Now we have a slew of protocols that either implement TLS, or roll their own custom thing, or have X-over-HTTPS protocols, including SSTP and DoH.

[hylaride]

IPSec was far too complicated, loosely defined, and over-engineered to have ever been widely accepted. Any host verification would need to involve application level verification anyways to make sure the other end is who you expect. So your browser would need to verify the encrypted tunnel is in face connected to google, or whoever. There’s a reason SSL/TLS is done at the application level.

[api]

There's some history I'm not aware of here. I didn't know just how bad the V6 second system committee shitshow was.

Today V6 has been stripped down almost to what it should have been: bigger addresses, then stop. All that's left to get there is to deprecate SLAAC or make it optional.

[kstrauser]

SLAAC’s awesome, though. It’s one of the good parts we definitely want to keep.

[hylaride]

SLAAC is awesome, but DNS support in it didn't show up until much later. The result is a mish-mash of DHCPv6/SLAAC support (and android famously doesn't support DHCPv6 at all and windows only supported DHCPv6 until windows 10).

[api]

Let's say your ISP gives you a /64. Now you have to use V6 NAT... or assign a /96 internally. SLAAC won't let you do that.

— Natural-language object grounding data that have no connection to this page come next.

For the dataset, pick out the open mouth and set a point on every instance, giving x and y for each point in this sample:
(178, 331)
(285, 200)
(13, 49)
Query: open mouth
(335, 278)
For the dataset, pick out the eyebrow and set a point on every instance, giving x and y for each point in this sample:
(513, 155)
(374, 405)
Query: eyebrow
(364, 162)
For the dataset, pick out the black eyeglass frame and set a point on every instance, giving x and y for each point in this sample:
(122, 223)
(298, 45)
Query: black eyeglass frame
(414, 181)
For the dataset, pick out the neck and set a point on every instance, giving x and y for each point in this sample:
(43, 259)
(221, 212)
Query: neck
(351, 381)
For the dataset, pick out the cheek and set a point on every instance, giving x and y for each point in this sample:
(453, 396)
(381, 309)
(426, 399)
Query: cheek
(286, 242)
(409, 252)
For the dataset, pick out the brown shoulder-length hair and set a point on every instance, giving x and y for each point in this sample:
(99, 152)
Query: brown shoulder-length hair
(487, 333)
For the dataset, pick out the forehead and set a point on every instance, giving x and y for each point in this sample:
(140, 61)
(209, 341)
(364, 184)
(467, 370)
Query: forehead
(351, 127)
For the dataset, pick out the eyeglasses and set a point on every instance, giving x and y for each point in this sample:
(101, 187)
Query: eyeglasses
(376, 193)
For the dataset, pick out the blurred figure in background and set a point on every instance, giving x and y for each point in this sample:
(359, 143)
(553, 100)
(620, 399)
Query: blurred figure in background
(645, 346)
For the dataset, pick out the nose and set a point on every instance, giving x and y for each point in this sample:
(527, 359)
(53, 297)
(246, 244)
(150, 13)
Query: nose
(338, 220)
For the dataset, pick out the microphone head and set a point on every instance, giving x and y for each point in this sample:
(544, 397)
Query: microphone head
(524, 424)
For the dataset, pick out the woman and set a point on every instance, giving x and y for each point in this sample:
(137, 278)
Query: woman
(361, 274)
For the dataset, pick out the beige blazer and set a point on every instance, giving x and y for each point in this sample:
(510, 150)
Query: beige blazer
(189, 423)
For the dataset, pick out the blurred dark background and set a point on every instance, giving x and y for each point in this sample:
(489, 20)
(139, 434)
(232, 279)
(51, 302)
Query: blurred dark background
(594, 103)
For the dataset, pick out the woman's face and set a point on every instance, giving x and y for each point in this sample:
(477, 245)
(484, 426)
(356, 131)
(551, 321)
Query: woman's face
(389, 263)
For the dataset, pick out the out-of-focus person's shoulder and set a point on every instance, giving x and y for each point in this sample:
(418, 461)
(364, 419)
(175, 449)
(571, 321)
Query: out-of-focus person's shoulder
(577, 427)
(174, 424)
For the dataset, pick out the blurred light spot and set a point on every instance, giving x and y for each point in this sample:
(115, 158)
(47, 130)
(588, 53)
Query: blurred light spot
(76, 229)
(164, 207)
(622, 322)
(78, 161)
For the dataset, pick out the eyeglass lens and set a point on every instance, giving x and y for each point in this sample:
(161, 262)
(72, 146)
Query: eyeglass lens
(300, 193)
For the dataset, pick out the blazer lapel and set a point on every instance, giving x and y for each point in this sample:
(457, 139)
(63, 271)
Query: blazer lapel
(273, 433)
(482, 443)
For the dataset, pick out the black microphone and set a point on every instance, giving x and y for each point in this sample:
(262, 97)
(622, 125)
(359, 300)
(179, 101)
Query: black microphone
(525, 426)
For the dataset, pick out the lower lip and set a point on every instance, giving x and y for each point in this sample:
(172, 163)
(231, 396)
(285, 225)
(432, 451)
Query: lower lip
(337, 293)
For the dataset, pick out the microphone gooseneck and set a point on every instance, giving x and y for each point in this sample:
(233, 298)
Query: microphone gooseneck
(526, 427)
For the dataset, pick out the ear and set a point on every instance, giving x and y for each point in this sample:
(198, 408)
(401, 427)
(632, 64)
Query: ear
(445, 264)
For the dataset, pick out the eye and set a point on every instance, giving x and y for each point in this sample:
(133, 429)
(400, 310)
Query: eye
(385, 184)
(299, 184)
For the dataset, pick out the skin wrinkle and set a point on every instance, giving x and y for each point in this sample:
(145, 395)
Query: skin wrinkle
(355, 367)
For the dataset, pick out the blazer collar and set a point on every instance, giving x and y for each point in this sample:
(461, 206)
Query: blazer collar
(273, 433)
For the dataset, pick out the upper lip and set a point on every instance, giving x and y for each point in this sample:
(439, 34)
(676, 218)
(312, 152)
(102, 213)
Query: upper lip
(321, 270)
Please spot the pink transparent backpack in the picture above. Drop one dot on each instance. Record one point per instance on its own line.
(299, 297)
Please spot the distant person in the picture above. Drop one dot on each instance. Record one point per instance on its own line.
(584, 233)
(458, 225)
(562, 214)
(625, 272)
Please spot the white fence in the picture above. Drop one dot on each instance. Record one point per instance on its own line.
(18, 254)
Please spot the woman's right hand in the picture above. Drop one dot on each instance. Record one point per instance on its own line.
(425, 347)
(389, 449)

That, among other things, is a problem. SLAAC is too limited.

You can use DHCPv6 but then you can't use Android because Android, and I think they're alone here, stubbornly and dogmatically refuses to implement it. I guess you could go around and statically assign V6 IPs to Android devices, or run NATv6 with SLAAC for those and DHCPv6 for everything else, but that's annoying as hell.

[labcomputer]

Then your ISP isn’t following the RFCs. You might as well ask what you would do if you ISP gives your router a 17.0.0.0/8 address via DHCP.

These are completely invented problems in your head. SLAAC can absolutely advertise a single /64 internally. It can advertise any /64 you tell it to.

DHCPv6 can absolutely respond with DNS servers (and nothing else) in parallel. Configuring your SLAAC daemon to tell clients to get DNS servers via DHCPv6 is a 15 minute exercise with google.

[kstrauser]

Android's right on this one (and I don't own an Android device that I know of, so this isn't me fanboying them). TBH ISPs that hand out /64's shouldn't be allowed to say that they support IPv6 because it's a completely non-standard — not as in "uncommon", but as in "violates the documented standards" - setup.

[nly]

It gets worse in practice. Congestional control algorithms on the internet need to play nice with TCP Cubic regardless of how good they are.

[nesarkvechnep]

As with most of the network stack, *BSD implementation is the reference implementation.

[immibis]

What we can learn from this is that there are networks other than The Internet, and even The Internet can be subdivided into parts that don't really work together.